Palazzo Corsini National Gallery

Via della Lungara, 10

Opening time: Tues. to Fri. 9-19, Sat. 9-14, Sun. 9-13 (from Sept. to July); Tues. to Sat. 9-14, Sun. 9-13 (Aug.) closed Mon.
Admission charge: Lit. 8,000
public property

The museum houses the collection of art works gathered by Cardinal Neri Maria Corsini (nephew of pope Clemens XII, 1730-40) with the advise of his librarian Giovanni Gaetano Bottari (erudite and art historian). The Cardinal was actively engaged in the defense of the Roman artistical heritage and his name is also linked to the foundation of the Capitoline museums and of the Calcografia Nazionale. In 1883 the collection was donated to the Italian State, thus making up the first nucleus of the National Gallery of Ancient Art. In addition to the vast and interesting picture gallery, the collection of ancient sculptures, located on the ground floor entrance hall and along the corridors, is particularly remarkable. Among the most interesting pieces, four very well preserved sarcophagi (the one with the scenes of the Marine Thiasus probably inspired the statues of Fontana di Trevi); a series of busts and two virile statues, one dating from the Trajan period, the other of the Meleagros type (2nd century AD).

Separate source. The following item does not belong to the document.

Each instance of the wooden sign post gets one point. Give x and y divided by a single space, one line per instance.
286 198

Palazzo Corsini was commissioned to architect Ferdinando Fuga (1699-1781) by Cardinal Neri Maria Corsini, who in 1736 had acquired the 16th-century Palazzo Riario on via della Lungara. The old building was englobed into the new Palazzo Corsini, with its beautiful double-flight staircase, and the vast entrance hall opening with a triple barrel-vault on via della Lungara.

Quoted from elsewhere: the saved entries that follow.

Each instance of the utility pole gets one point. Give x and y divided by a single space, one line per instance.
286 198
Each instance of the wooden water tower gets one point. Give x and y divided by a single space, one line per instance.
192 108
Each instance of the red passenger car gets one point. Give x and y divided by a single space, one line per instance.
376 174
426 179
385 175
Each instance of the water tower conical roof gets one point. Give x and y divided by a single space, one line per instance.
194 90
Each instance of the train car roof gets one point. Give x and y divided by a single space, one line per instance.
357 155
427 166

The gallery houses a great number of works, from the Middle Ages to the 18th century. The most important pieces on display include: the triptych of the Last Judgement, the Ascension and the Pentecost by Beato Angelico; Saint Sebastian attended by Angels by Rubens; the Madonna of the Straw by Van Dick; The Madonna with Child by Murillo; Saint John the Baptist in the Desert by Caravaggio; the Madonna with Child by Orazio Gentileschi; Ovidiuss Triumph by Nicolas Poussin; Rebecca by the Spring by Carlo Maratta; Blind Homer by P. F. Mola; the Sheperds Adoration by Guercino; various paintings by Guido Reni (Salome with the Head of the Baptist, Saint Girolamus, Christ crowned with Thornes, Our Lady of Sorrows, Saint John the Baptist); Jesus among the Doctors by Luca Giordano. A large space is devoted to 17th-century genre painting, among which the Battle and the Drinking Trough, two works by Michelangelo Cerquozzi, the Aqua-vitae Seller and the Seller of Ring-shaped Cakes by J. Lingelbach; landscapes (e.g. those by Gaspar Dughet, by the Master of Birches, by G. P. Pannini) and still-lifes are also well represented, among which those by Abraham Brueghel are of great interest and artistic value. The gallery undoubtedly provides extensive documentation on the development of painting between the 17th and the 18th century, especially in Naples and Rome where, in addition to the Italians, many artists in particular from Northern Europe and Holland also worked.